DeMarcus Cousins is only one of many players that have been victims of racial abuse at the mouths of hecklers in NBA arenas. The Golden State Warriors center openly discussed the subject during an interview with Chris Haynes of Yahoo Sports in light of the Russell Westbrook incident that saw not one, but two Utah Jazz fans banned from the arena after evidence of derogatory behavior toward him.

Much like Westbrook, Cousins was also fined for retaliating — something the league has done in order to be consistent with the policy written under the NBA's collective bargaining agreement.

“Oh, I’ve been called n*****,” said Cousins during the latest Posted Up video podcast to be released this week. “And it’s crazy because this has happened to me on a few occasions. I reported it to the league, and, you know, I may have said whatever I said back and I was still punished for it. But obviously it became a bigger issue when it was Russ [Westbrook], and he was still fined for it. I don’t really understand it. We’re the product. We push this league, so I don’t understand. When does our safety, when does it become important?”

When asked of the cities in which he'd heard racial slurs, the new Warriors addition declined to answer. According to Haynes' sources, one of the incidents occurred in Sacramento.
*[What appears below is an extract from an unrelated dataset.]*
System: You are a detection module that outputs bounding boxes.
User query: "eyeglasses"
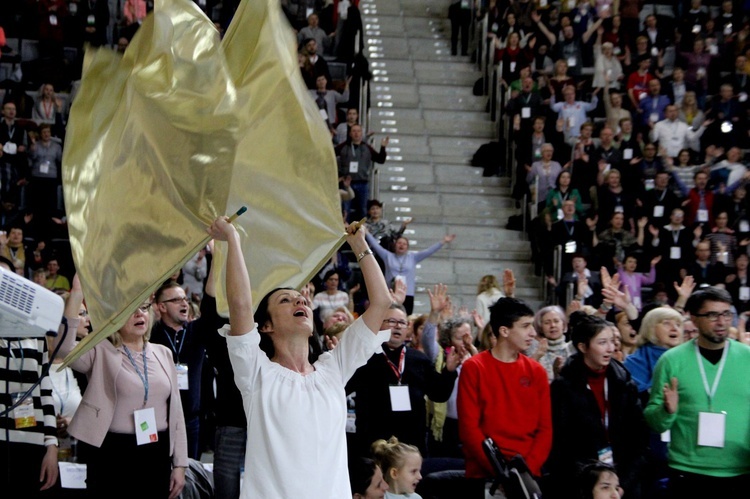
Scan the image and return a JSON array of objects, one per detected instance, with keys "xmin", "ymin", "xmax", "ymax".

“I don’t really want to [name cities or teams], because I’m not really trying to put a label on an entire fan base,” said Cousins. “There are ignorant individuals in every city. I’ll just put it like that. … [The league] tells you to ignore it, or whatever the case may be, but how many times am I supposed to ignore that. Me coming from where I come from [Mobile, Alabama], they're lucky all they got was a response.”

Some fans have shown to be tremendously entitled to courtside seats when yelling obscenities or racial epithets, knowing they'd be protected by security and the league when doing so. If this was any other case, berating a 6-foot-11, 270-pound behemoth at his work place would be considered an unwise choice, as Cousins points to in his conversation with Haynes.